The planet has so far undergone five major species die-offs – extinction events marked by mass biodiversity loss due to extreme natural phenomena. But the current one is entirely caused by human activities, said the study published last week in the journal Biological Reviews.

The research estimated that since the year 1500, Earth could already have lost between 7.5 per cent and 13 per cent of its 2 million known species.

“Drastically increased rates of species extinctions and declining abundances of many animal and plant populations are well documented, yet some deny that these phenomena amount to mass extinction,” Robert Cowie, lead author of the study from the University of Hawaii at Manoa, said in a statement.

Similar to climate denial, many still do not accept that the ongoing species die-offs amount to a sixth mass extinction, experts said. They added that this denial was due to a biased view of the unfolding crisis that focuses only on mammals and birds, ignoring the die-off rate of invertebrates, which constitute about 95 per cent of known animal species.

“Often, they use the International Union for Conservation of Nature’s (IUCN) Red List to support their stance, arguing that the rate of species loss does not differ from the background rate,” the researchers wrote in the study. “However, the Red List is heavily biased: almost all birds and mammals but only a minute fraction of invertebrates have been evaluated against conservation criteria.”

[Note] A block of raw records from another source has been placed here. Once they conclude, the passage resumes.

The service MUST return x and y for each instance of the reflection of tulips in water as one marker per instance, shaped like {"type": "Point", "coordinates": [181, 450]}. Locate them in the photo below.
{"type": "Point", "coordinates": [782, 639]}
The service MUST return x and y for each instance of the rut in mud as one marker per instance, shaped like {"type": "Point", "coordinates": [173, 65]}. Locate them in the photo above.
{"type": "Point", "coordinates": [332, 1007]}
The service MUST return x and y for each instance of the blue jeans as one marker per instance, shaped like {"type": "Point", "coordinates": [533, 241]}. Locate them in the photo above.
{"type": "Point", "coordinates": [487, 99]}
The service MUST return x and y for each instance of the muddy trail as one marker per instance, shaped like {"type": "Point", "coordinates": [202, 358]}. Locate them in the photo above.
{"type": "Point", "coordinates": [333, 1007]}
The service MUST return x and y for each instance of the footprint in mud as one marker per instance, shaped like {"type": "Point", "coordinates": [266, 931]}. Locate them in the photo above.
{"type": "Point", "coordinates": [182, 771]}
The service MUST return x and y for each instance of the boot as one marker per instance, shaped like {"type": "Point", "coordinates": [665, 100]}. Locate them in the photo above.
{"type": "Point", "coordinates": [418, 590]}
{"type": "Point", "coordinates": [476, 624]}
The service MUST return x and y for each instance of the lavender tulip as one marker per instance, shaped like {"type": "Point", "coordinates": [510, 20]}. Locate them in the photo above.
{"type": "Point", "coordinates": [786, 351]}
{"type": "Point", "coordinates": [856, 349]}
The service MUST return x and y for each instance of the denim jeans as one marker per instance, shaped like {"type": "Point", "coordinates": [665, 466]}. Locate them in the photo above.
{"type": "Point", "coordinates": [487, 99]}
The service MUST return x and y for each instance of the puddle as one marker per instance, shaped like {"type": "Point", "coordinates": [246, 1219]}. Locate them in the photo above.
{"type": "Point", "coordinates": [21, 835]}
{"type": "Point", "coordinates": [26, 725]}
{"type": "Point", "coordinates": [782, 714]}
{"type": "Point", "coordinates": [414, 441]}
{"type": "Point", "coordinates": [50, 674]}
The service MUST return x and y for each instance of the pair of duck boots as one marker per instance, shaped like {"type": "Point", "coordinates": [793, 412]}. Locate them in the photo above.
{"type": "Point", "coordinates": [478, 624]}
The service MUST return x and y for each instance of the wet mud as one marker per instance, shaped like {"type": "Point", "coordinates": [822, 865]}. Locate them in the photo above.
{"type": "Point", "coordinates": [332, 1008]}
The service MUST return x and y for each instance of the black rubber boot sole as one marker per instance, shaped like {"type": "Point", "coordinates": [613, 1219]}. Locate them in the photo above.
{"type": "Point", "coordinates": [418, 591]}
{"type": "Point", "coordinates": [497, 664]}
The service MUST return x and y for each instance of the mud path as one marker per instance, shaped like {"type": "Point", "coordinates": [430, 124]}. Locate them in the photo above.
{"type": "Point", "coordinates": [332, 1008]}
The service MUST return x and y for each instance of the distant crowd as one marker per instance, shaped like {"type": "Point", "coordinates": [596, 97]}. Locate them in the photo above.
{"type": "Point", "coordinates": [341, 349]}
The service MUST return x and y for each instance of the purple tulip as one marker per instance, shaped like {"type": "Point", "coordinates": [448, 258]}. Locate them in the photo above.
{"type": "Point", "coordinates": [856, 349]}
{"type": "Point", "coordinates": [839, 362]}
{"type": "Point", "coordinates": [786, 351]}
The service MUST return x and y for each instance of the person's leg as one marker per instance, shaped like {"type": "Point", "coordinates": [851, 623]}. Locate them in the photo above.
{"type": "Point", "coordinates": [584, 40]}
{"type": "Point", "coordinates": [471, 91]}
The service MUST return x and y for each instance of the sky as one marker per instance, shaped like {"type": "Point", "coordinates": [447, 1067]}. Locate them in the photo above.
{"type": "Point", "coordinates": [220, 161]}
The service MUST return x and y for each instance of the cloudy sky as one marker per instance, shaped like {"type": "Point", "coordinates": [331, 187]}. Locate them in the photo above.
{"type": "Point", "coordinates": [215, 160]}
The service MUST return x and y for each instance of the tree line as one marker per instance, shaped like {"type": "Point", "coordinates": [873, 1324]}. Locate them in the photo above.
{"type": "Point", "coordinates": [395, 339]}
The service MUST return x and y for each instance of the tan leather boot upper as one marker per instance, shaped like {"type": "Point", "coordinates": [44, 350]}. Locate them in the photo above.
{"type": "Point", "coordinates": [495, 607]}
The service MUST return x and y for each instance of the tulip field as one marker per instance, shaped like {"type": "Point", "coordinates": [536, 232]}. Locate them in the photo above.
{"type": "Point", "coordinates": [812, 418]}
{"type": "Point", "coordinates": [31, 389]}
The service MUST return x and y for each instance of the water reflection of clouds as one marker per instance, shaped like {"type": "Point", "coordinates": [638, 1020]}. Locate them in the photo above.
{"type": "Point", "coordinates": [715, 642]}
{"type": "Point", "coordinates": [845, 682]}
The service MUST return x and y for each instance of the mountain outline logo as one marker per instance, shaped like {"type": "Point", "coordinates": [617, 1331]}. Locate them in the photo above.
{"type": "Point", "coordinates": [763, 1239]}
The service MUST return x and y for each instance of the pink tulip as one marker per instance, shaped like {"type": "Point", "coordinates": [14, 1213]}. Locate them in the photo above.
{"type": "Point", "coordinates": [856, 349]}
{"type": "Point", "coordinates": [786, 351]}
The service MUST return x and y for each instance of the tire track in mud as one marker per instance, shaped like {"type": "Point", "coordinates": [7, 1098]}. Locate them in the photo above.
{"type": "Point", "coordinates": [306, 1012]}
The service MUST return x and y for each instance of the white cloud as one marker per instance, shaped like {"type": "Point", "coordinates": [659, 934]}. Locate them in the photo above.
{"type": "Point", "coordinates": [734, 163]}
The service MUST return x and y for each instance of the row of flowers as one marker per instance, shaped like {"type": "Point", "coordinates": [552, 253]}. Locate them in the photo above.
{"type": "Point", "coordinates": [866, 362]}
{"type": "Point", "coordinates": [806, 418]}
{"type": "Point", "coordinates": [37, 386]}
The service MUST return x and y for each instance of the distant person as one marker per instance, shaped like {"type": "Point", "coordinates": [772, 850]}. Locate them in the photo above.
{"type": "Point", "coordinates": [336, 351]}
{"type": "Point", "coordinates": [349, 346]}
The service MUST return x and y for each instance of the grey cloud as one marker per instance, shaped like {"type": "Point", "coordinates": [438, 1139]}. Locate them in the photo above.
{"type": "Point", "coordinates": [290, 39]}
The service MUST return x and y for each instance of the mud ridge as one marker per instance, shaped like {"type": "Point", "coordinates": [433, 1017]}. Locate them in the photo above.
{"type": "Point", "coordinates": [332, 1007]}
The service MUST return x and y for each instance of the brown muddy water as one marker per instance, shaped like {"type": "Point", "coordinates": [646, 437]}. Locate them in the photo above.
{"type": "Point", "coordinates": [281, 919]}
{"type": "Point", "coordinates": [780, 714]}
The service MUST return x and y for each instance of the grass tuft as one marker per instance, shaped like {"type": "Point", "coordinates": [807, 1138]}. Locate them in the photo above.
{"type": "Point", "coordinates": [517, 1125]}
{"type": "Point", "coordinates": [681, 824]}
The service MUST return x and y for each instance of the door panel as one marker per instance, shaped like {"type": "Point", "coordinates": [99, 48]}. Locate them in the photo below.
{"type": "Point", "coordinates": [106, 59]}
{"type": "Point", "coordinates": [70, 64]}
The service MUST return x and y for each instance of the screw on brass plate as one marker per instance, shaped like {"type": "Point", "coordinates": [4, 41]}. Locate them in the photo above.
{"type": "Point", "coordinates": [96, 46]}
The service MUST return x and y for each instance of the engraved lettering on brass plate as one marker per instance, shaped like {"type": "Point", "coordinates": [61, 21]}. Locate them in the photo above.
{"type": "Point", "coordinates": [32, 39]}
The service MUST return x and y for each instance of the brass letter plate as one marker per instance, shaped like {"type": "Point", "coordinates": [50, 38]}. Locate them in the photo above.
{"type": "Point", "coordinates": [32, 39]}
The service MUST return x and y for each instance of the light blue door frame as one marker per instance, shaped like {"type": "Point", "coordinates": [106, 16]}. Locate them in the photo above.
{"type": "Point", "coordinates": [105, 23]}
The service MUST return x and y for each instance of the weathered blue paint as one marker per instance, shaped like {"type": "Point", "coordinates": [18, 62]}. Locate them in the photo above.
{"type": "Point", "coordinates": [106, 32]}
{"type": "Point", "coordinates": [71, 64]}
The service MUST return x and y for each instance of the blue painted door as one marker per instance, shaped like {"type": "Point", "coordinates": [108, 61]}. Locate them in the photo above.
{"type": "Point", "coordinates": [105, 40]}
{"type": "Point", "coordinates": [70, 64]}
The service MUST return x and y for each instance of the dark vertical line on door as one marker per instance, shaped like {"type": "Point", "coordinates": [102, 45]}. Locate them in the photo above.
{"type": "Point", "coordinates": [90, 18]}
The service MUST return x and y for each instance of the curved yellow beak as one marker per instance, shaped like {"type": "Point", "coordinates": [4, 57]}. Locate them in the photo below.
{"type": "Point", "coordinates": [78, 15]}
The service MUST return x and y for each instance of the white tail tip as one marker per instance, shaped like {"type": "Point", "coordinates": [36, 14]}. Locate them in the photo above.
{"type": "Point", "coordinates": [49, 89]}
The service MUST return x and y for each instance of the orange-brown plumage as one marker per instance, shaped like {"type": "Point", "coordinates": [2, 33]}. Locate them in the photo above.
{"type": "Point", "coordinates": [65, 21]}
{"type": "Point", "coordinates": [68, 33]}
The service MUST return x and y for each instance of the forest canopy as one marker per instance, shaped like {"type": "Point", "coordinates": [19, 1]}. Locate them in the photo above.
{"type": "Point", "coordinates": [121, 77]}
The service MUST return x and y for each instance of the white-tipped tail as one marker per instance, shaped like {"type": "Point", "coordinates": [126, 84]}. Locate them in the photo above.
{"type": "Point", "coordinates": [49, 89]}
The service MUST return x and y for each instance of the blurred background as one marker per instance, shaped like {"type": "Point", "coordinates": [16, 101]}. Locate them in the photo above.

With invertebrates, such as insect species, being less likely to be assessed than better-known species in other groups, researchers said these creatures may well be the “most likely to be threatened” and therefore to have gone extinct.

“Thus the numbers assessed as Extinct on the Red List are under-estimates, and inappropriate to use to estimate true levels of extinction,” they wrote.

While the Red List suggests that about 900 species are extinct, researchers said the true number of die-offs vastly exceeds the normal background rate of extinctions on the planet. They estimated that between 150,000 to 260,000 of the nearly 2 million known species may already have gone extinct since around the year 1500.

Among the life forms on Earth undergoing extinction, the study found more evidence that land species, particularly island species, are suffering far greater die-off rates than continental ones.

While some said this mass extinction is a natural trajectory and that humans are just another species playing their role on Earth, researchers argued that humans are the only species that have a conscious choice regarding the planet’s future.

They called on scientists to collect and document as many species as possible before it is too late to study them.

“Denying the crisis, accepting it and doing nothing about it, or embracing it and manipulating it for the fickle benefit of people, defined no doubt by politicians and business interests, is an abrogation of moral responsibility,” the researchers added.